First Time Swearing and That's What's Make Him Fall In Love

Lantunan musik jedag-jedug yang lantang terdengar saat Jordy memijakkan kakinya ke dalam apart.

Tapi dia sama sekali tidak menemukan siapapun di sana. Bahkan berbagai botol-botol kaca pun tak tampak di hadapannya.

Sampai akhirnya Jordy membuka pintu kamar tamu, mendengar suara seorang perempuan dari kamar mandi.

Dengan tergesa lelaki itu langsung menyusul ke dalam, menemukan sang puan sedang bertumpu pada bibir toilet dan menundukkan kepala. Jordy lantas mengusap punggung sang puan perlahan.

“Mentari.”

“Duh diem deh lo anjing! Gue kayak gini juga gara-gara lo. Bangsat!” Perempuan itu menepis kencang tangan Jordy.

Mendengar makian yang terlontar dari bibirnya, Jordy cuma bisa diam. Di sisi lain, entah mengapa Jordy merasa puas dan menang satu poin dibanding Jenan.

Karena Jenan tak akan mungkin bisa melihat sisi manis Mentari yang seperti ini.

Jordy sengaja tidak melakukan perlawanan, membiarkan Mentari terus memarahinya agar perempuan itu merasa lebih baik.

“Terus apalagi?” balas Jordy penuh kesabaran.

“Ya pokoknya semua gara-gara lo, monyet!” sahut Mentari sembari memukul pelan pundak bertato Jordy

“Terus?” “MUAL GUE SEKARANG!”

“Yang suruh kamu minum siapa?” “Nggak ada.”

“Udah tau nggak kuat alkohol, ngapain minum? Bukannya kita obrolin aja.”

“Ya suka-suka gue dong! Emang lo bakal dengerin maunya gue? Diajak kompromi aja gak mau, malah barang-barang gue lo simpen! Gue nih calon istri lo bukan tawanan rumahan! Setan!”

“Ngapain lo ketawa-tawa!
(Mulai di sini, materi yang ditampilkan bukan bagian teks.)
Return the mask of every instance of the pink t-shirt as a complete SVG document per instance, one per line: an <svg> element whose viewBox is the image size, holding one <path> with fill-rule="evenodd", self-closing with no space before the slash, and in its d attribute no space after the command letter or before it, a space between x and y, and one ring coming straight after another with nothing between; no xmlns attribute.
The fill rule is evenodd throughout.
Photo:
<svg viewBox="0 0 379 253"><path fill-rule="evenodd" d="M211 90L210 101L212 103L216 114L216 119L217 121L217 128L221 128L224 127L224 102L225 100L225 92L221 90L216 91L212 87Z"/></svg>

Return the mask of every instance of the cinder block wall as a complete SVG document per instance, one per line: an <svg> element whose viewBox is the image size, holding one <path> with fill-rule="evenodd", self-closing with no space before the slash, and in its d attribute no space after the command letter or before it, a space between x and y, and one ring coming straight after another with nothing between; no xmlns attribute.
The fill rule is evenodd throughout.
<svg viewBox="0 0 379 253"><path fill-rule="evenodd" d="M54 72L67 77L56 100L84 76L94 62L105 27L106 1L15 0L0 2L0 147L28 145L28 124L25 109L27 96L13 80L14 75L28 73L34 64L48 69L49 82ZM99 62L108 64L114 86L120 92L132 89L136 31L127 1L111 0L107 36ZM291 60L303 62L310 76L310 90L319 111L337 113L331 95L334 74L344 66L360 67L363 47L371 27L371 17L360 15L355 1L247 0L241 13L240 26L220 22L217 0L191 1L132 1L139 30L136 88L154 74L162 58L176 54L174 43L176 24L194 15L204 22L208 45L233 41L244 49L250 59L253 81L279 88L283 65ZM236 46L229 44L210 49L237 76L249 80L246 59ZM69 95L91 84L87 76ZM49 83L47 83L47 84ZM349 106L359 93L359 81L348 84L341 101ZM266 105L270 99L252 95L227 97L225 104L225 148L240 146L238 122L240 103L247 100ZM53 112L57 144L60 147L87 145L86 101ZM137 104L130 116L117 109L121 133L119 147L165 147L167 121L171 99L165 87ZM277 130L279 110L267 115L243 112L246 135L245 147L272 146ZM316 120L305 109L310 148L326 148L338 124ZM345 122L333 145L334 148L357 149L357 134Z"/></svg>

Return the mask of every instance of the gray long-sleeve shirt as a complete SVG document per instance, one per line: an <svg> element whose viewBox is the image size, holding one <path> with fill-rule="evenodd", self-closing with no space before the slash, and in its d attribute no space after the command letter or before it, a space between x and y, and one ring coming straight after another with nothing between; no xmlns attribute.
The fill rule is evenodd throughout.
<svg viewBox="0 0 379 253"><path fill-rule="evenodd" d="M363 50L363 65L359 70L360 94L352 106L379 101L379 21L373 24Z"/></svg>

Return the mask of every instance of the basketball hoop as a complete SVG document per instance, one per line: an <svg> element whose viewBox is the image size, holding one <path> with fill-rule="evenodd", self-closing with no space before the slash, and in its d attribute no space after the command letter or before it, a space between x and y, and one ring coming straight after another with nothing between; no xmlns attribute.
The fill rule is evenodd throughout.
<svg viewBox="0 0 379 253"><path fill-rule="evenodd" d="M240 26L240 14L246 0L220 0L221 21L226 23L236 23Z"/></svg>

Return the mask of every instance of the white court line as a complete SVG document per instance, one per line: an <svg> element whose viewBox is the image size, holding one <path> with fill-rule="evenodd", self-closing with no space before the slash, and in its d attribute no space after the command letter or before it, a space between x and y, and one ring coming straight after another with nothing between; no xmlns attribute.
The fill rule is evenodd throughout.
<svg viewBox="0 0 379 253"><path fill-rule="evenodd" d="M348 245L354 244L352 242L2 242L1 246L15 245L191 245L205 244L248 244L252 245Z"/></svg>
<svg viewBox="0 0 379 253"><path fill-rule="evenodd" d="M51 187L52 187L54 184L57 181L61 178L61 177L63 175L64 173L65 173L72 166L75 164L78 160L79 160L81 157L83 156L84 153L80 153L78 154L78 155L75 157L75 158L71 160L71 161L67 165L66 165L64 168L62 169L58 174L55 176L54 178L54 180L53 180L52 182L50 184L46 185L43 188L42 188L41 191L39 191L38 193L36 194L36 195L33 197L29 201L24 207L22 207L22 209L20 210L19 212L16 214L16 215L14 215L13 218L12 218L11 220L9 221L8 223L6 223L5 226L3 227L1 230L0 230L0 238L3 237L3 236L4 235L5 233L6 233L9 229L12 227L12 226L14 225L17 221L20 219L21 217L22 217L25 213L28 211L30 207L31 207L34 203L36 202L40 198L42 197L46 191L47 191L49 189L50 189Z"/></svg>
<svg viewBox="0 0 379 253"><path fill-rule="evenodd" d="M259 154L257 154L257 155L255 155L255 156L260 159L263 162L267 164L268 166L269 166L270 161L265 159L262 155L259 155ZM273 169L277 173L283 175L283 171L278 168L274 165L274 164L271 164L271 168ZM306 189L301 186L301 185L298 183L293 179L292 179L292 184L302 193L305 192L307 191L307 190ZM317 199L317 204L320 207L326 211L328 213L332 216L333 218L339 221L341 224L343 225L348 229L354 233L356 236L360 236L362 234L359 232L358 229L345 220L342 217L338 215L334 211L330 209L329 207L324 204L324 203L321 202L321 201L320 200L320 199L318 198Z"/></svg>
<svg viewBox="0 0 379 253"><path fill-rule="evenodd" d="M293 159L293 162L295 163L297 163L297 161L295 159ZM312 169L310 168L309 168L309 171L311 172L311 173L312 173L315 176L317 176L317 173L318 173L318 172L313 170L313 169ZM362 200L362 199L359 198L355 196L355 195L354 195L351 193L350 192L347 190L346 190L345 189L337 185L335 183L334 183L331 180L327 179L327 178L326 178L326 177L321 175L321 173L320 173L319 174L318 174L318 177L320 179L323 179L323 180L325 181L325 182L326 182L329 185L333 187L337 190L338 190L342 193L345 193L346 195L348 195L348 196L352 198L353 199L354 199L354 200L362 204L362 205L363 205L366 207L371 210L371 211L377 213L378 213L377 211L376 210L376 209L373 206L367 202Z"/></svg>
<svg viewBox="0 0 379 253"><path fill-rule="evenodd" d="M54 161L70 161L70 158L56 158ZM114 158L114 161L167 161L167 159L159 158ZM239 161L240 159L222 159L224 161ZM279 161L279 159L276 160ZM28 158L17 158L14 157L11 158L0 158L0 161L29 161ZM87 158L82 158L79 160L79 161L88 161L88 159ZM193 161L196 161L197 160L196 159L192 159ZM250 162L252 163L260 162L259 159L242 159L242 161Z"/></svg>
Gue capek seharian harus nahan nangis depan Idan! JANCUKKKK!”

Mendengar omelan puannya, Jordy makin terbahak. Dia terlalu gembira karena momen yang ia tunggu akhirnya tiba—maksudnya, bisa seharian melihat Mentari membagikan perasaannya, ya walau dia harus menerima umpatan kasar dari perempuan itu.

“Ya udah nangis aja dulu.” Jordy melebarkan tangannya, kemudian mendekap Mentari erat. Namun ketika tubuh mereka saling mengikat satu dengan yang lain, tangis Mentari justru terhenti. Dia terlelap di pundak Jordy.

“Saya anter ke kamar aja, ya.”

Usai berucap demikian lelaki itu pun segera mengangkat tubuh Mentari kemudian membaringkannya di ranjang, di sebuah kamar bernuansa abu dan sedikit remang.

Berbeda dengan kamar yang biasa menjadi tempat Mentari beristirahat, persis di sebelah kamar Aidan.